Claimant must prove her damages by a preponderance of the evidence. Williams-El v. State, 52 Ill.Ct.Cl. 11,16 (1999). Claimant's medical treatment, as set forth in the medical bills and records introduced at the hearing, was reasonable and necessary for the injuries she sustained following the accident. Claimant's medical expenses totaled $4,534.00. Accordingly, Claimant is entitled to an award for medical expenses in the amount of $4,534.00. Claimant also submitted evidence of a wage loss claim of $292.31, accounting for her loss of work because of the accident. Accordingly, Claimant is entitled to an award for loss of wages in the amount of $292.31. Claimant testified as to her pain and suffering. Based upon Claimant's testimony, this Court awards Claimant $7,500.00 for said damages.

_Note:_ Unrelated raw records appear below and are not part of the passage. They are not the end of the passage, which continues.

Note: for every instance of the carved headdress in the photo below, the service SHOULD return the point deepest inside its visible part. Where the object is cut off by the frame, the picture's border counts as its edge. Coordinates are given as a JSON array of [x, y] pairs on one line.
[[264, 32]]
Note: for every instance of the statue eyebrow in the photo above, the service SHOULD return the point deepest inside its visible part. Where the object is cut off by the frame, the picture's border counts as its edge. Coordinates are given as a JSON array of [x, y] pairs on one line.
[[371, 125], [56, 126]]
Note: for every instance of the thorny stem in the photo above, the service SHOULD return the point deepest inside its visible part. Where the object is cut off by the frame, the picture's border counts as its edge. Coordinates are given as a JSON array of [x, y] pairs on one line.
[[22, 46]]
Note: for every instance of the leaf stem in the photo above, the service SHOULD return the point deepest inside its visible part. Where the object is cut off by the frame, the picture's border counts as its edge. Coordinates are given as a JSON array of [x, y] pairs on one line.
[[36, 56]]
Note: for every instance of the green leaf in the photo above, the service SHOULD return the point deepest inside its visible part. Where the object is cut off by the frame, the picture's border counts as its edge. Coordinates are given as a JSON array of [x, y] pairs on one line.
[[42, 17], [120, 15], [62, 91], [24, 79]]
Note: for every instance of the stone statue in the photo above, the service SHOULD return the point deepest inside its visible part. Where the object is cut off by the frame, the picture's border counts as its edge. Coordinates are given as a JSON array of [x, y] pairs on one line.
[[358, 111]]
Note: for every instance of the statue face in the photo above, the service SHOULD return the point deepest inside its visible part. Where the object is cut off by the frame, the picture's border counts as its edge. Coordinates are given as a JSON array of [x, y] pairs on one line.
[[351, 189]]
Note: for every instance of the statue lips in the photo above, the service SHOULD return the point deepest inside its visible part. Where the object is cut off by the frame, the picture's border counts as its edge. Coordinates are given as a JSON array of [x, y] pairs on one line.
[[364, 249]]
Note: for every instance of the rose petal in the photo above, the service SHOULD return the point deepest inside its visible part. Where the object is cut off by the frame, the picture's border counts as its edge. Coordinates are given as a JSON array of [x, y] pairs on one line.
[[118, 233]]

With respect to Claimant's claim for loss of a normal life, Claimant has failed to present sufficient evidence which would show that the injuries caused by the accident continue to impair her lifestyle to the extent that she has incurred the loss of a normal life. As such, Claimant is not entitled to such damages.
CONCLUSION
Accordingly, it is hereby ordered that Claimant awarded an amount of $12,326.31.
FOOTNOTES
1. respective testimony at the hearing. Illinois Supreme Court Rule 212(a) bars the use of discovery depositions as evidence at trial and sets forth certain specific and limited exceptions to this rule. The depositions of Mr. Johnson and Trooper Randle-El fail to meet the exceptions identified in Supreme Court Rule 212(a). Therefore, this Court will not consider the testimony contained in the discovery depositions of Mr. Johnson and Trooper Randle-El.
STORINO, J.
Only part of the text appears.